We gave a presentation speaking about a practical approach on the management of the axilla after neoadjuvant chemotherapy and we spoke a little bit about management of the axilla in clinically node negative patients but really spent most of the time talking about unresolved clinical questions in the management of the axilla in clinically node positive patients.
We first discussed the prospective trials that have demonstrated that the false negative rate of sentinel lymph node biopsy in clinically node positive patients after neoadjuvant chemotherapy exceeded the 10% rate considered to be clinically acceptable but we knew that there were some things that could modify the false negative rate. So we spoke about the number of sentinel nodes retrieved and with three or more nodes removed the false negative rate fell to below 10%. Specifically, in a very recently published meta-analysis looking at the false negative rate associated with the number of sentinel nodes removed the false negative rate was 4% when three or more sentinel nodes removed. So we really highlighted that the importance of removing three or more sentinel nodes in clinically node positive patients after neoadjuvant chemotherapy.
We also spoke about the role of imaging after neoadjuvant chemotherapy to select patients for sentinel node biopsy and found that axillary imaging really is a poor predictor of residual disease in the axilla and that it should not be used to select patients for sentinel node biopsy. We also spoke about patients that were hormone receptor positive, HER2 negative and talked about which patients of those had the best response to neoadjuvant chemotherapy and specifically spoke about standard pathologic features that could help you select those patients that had the best response. The patients that were progesterone negative and had high grade or poorly differentiated tumours really had the best response to neoadjuvant chemotherapy and the remainder really perhaps should be considered for neoadjuvant endocrine therapy, they might have a better response to that.
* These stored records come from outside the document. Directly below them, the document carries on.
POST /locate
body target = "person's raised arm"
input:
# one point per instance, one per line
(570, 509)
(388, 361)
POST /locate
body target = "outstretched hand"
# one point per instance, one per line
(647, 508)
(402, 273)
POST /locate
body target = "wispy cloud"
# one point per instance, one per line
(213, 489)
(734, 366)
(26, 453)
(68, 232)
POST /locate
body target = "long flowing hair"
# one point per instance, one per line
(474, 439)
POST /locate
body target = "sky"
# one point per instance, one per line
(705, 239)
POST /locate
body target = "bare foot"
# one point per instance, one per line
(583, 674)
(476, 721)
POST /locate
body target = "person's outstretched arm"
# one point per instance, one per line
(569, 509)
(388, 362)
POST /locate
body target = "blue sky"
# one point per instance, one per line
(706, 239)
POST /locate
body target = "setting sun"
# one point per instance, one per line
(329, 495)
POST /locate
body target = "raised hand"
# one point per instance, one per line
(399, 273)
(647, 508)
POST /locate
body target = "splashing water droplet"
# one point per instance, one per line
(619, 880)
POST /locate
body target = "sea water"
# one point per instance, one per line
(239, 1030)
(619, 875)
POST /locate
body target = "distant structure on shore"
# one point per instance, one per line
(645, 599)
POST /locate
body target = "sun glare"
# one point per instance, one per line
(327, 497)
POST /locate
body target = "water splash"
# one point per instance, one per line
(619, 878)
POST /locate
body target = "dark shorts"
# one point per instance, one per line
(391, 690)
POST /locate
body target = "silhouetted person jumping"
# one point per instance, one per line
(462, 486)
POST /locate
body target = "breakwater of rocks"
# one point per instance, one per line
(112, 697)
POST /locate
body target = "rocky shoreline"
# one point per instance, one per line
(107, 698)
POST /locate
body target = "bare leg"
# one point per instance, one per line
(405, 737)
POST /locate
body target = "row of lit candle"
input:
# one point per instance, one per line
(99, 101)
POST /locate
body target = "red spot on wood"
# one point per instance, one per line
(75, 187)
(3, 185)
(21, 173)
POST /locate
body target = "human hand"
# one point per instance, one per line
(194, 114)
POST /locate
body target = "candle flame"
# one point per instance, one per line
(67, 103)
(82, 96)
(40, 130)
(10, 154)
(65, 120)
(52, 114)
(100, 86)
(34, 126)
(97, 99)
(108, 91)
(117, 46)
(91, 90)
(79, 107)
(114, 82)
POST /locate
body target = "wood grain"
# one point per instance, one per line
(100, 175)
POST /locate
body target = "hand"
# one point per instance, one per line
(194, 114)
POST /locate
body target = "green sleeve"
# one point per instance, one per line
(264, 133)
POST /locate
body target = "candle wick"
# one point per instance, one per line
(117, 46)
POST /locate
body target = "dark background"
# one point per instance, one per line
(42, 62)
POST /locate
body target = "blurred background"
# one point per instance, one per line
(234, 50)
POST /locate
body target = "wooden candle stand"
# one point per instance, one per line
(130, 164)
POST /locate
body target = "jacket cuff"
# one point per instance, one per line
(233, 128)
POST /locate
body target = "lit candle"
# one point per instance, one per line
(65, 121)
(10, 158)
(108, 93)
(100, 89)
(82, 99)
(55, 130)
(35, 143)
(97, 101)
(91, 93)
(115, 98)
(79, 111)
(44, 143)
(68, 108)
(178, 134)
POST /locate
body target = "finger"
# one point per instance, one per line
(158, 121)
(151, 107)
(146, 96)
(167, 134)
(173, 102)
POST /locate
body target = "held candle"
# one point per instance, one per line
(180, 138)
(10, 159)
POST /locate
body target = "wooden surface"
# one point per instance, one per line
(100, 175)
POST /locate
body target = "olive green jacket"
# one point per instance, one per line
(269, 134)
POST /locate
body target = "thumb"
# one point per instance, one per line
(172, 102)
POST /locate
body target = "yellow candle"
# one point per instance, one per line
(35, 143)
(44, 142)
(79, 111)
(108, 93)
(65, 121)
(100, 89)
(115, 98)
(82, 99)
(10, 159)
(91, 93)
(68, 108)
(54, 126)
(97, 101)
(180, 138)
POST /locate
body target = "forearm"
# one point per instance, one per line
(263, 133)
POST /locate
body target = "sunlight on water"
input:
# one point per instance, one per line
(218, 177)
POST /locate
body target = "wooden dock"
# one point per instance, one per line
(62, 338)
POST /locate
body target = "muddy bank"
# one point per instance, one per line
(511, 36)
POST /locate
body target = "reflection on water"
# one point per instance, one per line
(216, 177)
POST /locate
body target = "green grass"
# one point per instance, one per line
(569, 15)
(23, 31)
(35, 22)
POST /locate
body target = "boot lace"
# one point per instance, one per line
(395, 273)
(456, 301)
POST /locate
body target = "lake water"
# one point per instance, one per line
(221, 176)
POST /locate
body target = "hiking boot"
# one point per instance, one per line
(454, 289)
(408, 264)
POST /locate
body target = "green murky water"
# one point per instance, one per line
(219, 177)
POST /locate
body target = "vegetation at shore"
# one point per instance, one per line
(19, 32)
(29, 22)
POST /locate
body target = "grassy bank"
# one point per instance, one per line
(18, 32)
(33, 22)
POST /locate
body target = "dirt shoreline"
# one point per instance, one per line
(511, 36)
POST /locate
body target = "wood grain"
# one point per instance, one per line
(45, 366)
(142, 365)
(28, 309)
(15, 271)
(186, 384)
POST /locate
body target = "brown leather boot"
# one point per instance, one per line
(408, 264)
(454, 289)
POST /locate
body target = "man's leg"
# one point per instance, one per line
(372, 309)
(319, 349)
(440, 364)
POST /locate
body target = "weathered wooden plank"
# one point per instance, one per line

We also finally spoke about controversial indications for axillary lymph node dissection and spoke about how sentinel lymph node biopsy should not be done in patients with locally advanced breast cancer; there is very limited data supporting its use. And also spoke about how in patients who had very low volume disease in the axilla after neoadjuvant chemotherapy that they have a high likelihood of having a residual burden of disease in the non-sentinel nodes, over 60%, and that axillary lymph node dissection is warranted in those patients.
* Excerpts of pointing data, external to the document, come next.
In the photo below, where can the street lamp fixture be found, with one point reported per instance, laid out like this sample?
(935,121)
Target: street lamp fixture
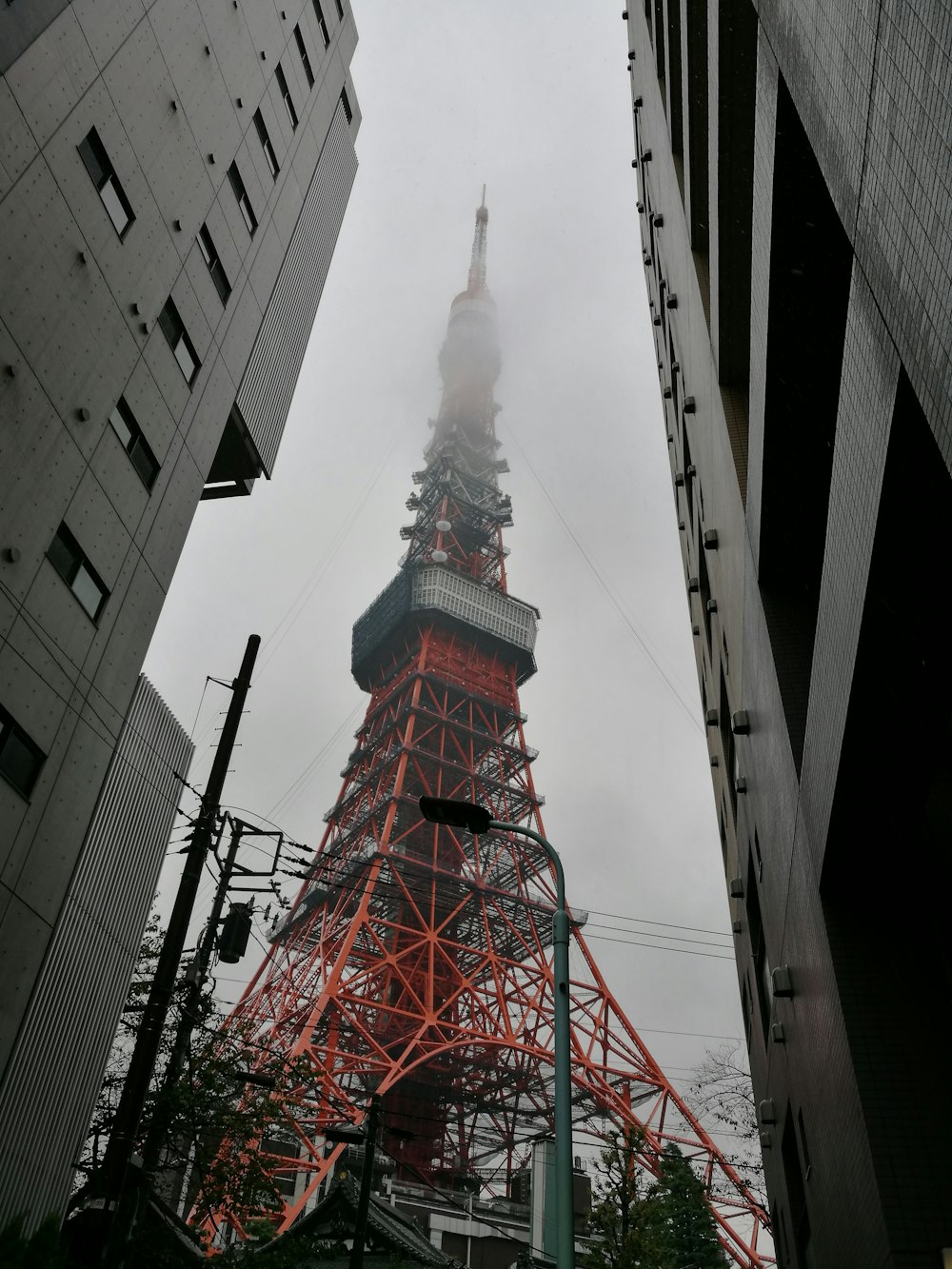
(478,819)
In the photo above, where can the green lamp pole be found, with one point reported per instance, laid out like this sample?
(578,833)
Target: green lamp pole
(478,819)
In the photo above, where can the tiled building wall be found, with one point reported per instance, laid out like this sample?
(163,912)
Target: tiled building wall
(870,87)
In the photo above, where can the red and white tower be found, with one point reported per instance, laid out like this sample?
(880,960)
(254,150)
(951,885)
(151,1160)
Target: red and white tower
(415,961)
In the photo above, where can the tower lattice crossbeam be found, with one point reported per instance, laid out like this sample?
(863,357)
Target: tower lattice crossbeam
(415,961)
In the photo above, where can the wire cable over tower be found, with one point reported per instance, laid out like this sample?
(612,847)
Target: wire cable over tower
(415,962)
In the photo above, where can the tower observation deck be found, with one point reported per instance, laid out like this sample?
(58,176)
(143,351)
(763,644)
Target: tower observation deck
(415,961)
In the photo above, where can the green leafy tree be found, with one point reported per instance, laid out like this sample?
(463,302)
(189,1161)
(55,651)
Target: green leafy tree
(639,1222)
(215,1111)
(680,1222)
(620,1208)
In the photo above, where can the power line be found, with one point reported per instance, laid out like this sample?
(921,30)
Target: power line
(609,593)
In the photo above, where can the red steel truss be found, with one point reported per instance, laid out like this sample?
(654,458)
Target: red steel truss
(415,961)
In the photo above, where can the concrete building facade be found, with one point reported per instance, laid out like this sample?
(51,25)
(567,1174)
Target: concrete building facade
(796,218)
(173,179)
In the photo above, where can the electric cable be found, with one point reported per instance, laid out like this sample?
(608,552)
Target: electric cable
(607,587)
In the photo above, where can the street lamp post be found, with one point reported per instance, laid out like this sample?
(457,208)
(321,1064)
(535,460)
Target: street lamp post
(478,819)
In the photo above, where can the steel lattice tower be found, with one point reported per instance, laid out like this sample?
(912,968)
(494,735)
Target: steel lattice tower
(415,960)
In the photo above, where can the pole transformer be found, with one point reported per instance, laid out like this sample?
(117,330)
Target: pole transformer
(120,1183)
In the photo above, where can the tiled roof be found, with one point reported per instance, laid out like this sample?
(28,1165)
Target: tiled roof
(335,1216)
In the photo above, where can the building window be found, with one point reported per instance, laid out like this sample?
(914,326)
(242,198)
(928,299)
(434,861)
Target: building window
(322,23)
(21,759)
(101,169)
(215,267)
(135,445)
(286,95)
(305,58)
(758,953)
(183,347)
(243,199)
(67,556)
(267,145)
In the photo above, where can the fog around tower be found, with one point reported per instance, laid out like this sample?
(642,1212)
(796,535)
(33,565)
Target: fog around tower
(532,100)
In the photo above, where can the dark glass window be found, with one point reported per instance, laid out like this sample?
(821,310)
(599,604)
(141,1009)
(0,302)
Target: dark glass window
(215,267)
(322,23)
(183,347)
(243,199)
(267,145)
(135,445)
(101,169)
(305,58)
(21,759)
(286,95)
(69,560)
We recognise that sentinel lymph node biopsy in clinically node positive patients we want to do it in a safer setting. We want to not leave behind potentially chemotherapy resistant disease and so the situations that we feel it’s appropriate are for patients with early stage operable breast cancer, clinical T1-3 N1 disease who become clinically node negative after neoadjuvant chemotherapy are the patients who we should be considering sentinel node biopsy in. Then if there’s residual disease in the nodes after neoadjuvant chemotherapy those patients should have an axillary dissection or if patients have locally advanced breast cancer they should not have sentinel node biopsy, they should proceed straight to an axillary dissection.